The new documents also reveal that many of the FBI’s earlier descriptions of abuses came in response to an e-mail from Steve McCraw, the assistant director of the FBI’s Office for Intelligence, to more than 500 agents who had been stationed at Guantanamo, asking them to report whether they had observed "aggressive treatment, interrogations or interview techniques" that violated FBI guidelines.
According to subsequent e-mails noting the status of the "special inquiry," 478 responded and 26 reported observations of detainee mistreatment by personnel of other agencies. The 26 summaries were reviewed by FBI General Counsel Valerie Caproni, who determined 17 to pertain to "approved DOD techniques." As a result, says Jaffer, "some 17 reports of abuse were not investigated."
For unknown reasons, the ACLU says, Caproni declined further investigation of the abuses she considered to follow approved DOD interrogation techniques. The ACLU says "she focused only on those abuses that were not approved by even the DOD’s permissive rules. As a result, only nine reported incidents were tagged for follow-up investigation."
The ACLU’s review of the documents also shows that other critical records have not been released. For instance, the FBI has withheld a copy of a May 30, 2003 "electronic communication" in which the FBI formally complained to the Defense Department about the treatment of detainees.
These most recent FBI documents were released on the eve of the confirmation hearings of Attorney General-nominee Alberto Gonzales, who is widely thought to be responsible for a memorandum to President George W. Bush providing legal justifications for the use of torture.
Thousands of pages of other FBI documents were received by the ACLU as the result of an earlier request, and a federal court recently ordered the Central Intelligence Agency (CIA) to turn over all documents relating to its internal investigation of prisoner abuse.
The new documents obtained by the ACLU indicate that prisoner abuse at Guantanamo went beyond anything the government acknowledged.

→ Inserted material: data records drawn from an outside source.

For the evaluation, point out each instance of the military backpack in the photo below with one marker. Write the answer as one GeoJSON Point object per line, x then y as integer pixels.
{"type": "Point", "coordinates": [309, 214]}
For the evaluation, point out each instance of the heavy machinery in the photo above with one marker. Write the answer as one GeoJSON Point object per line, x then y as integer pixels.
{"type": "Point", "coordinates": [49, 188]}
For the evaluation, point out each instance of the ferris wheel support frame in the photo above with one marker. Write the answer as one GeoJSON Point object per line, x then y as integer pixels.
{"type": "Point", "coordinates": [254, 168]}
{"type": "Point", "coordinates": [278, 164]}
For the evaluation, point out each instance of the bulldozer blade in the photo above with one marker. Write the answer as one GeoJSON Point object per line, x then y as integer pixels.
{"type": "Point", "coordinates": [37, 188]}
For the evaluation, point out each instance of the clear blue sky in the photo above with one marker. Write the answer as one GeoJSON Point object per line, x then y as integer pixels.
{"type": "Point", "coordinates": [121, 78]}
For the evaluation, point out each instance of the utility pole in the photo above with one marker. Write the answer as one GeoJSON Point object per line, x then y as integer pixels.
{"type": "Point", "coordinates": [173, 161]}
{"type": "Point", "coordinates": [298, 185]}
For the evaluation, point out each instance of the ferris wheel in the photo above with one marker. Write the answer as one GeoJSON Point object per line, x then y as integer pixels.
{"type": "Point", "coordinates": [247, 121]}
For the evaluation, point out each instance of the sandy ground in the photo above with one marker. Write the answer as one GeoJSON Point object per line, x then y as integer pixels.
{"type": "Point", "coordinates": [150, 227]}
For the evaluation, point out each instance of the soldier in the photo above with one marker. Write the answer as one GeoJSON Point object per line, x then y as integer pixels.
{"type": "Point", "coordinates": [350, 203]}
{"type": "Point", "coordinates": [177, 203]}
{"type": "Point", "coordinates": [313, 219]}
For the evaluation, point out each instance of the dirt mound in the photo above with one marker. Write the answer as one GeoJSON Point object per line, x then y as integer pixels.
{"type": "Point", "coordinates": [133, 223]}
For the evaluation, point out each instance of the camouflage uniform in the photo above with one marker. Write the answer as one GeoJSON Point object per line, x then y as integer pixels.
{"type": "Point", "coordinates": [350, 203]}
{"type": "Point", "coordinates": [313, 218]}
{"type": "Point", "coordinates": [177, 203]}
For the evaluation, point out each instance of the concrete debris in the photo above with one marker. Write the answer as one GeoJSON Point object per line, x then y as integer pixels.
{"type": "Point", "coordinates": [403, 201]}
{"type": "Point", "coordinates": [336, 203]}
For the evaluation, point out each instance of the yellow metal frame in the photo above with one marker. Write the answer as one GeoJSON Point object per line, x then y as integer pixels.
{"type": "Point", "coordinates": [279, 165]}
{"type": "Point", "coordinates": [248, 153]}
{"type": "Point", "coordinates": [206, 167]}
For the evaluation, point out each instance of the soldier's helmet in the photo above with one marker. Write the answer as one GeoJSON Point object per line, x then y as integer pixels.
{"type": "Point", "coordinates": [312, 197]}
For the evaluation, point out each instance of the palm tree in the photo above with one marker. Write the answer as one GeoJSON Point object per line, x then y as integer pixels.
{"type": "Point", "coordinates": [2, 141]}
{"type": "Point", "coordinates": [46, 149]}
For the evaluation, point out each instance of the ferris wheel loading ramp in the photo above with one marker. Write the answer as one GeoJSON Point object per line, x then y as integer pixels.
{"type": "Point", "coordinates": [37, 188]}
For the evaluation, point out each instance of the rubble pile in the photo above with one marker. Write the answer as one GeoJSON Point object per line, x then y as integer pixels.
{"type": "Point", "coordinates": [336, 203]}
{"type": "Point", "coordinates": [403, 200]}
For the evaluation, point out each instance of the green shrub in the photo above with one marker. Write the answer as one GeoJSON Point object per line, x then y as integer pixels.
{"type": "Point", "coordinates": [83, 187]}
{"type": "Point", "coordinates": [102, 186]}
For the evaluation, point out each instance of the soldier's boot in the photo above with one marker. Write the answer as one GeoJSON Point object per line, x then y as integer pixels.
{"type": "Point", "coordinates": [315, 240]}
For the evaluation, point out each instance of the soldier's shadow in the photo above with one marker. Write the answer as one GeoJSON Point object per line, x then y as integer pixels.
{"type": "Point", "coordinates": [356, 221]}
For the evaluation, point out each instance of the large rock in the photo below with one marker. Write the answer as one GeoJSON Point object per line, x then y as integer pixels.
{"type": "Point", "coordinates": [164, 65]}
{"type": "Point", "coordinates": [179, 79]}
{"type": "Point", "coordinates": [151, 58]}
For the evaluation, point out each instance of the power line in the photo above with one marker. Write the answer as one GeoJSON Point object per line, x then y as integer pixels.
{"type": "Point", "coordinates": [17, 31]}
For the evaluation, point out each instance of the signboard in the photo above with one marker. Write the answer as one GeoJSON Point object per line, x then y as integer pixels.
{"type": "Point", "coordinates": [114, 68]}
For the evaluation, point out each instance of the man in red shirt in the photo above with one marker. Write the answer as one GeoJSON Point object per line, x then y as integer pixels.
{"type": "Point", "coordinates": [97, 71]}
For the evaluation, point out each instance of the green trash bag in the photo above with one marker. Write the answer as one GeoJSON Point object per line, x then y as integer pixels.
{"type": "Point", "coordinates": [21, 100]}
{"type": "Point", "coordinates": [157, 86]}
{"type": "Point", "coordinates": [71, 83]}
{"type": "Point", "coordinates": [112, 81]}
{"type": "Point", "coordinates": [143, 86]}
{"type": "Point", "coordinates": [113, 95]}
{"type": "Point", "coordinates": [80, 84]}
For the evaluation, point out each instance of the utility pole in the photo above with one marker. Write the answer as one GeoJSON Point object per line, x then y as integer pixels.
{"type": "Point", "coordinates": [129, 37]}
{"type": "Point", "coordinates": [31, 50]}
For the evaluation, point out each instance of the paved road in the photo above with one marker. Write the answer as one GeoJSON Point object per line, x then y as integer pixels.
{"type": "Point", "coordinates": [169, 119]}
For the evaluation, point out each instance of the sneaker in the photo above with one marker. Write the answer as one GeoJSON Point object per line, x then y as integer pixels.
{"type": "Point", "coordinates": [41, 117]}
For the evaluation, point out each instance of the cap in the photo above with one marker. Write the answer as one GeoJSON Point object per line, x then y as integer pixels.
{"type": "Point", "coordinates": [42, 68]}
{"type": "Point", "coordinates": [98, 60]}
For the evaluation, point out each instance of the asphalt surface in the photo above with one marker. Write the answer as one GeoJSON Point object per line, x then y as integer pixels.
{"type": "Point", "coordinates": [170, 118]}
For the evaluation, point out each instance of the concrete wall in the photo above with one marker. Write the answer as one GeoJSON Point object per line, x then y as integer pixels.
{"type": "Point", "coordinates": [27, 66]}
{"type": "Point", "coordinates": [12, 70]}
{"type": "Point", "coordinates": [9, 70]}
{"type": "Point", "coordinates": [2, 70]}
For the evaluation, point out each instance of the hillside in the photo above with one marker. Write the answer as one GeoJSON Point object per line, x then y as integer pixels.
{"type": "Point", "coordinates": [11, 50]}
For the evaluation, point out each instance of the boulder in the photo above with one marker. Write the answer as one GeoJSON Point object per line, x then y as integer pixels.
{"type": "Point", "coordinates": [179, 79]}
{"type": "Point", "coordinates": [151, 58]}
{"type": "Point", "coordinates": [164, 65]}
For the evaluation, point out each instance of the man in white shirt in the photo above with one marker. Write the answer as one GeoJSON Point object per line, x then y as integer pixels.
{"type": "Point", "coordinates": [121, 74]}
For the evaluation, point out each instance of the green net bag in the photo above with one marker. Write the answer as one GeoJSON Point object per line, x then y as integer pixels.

For example, in one e-mail, dated July 16, 2004, an FBI agent, whose name is deleted, reports seeing a detainee at Guantanamo "sitting on the floor of the interview room with an Israeli flag draped around him, loud music being played and a strobe light flashing."
In another, dated Aug. 2, 2004, an unidentified FBI agent reports "on a couple of occasions" entering interview rooms at Guantanamo and finding one of the detainees "chained hand and foot in a fetal position to the floor, with no chair, food, or water. Most times they had urinated or defecated on themselves and had been left there for 18, 24 hours or more. On one occasion, the air conditioning had been turned down so far and the temperature was so cold in the room that the barefooted detainee was shaking with cold. When I asked the MPs [military police] what was going on, I was told that interrogators from the day prior had ordered this treatment."
Another document reports that a female U.S. military interrogator stroked and applied lotion to a shackled male prisoner, yanked his thumbs back, causing him to grimace in pain, and then "grabbed his genitals."
A broad review of U.S. military interrogation practices conducted by Navy Inspector-General Vice Adm. Albert Church is now in its final stages, and the FBI has prepared a 300-page response to follow-up questions from the Senate Judiciary Committee about Mueller’s earlier testimony.
But that response has been "under review" at the Justice Department since last October. Neither it, nor the Church report, is likely to be released publicly soon.
Meanwhile, a British soldier accused of mistreating Iraqi civilian detainees near Basra faces a court martial in Germany today. Three other soldiers from the same regiment who allegedly mistreated prisoners are also expected to face trial later this week.
According to Britain’s attorney general, some of the abuse "apparently involves making the victims engage in sexual activity between themselves." Charges against the four soldiers include assault and indecent assault.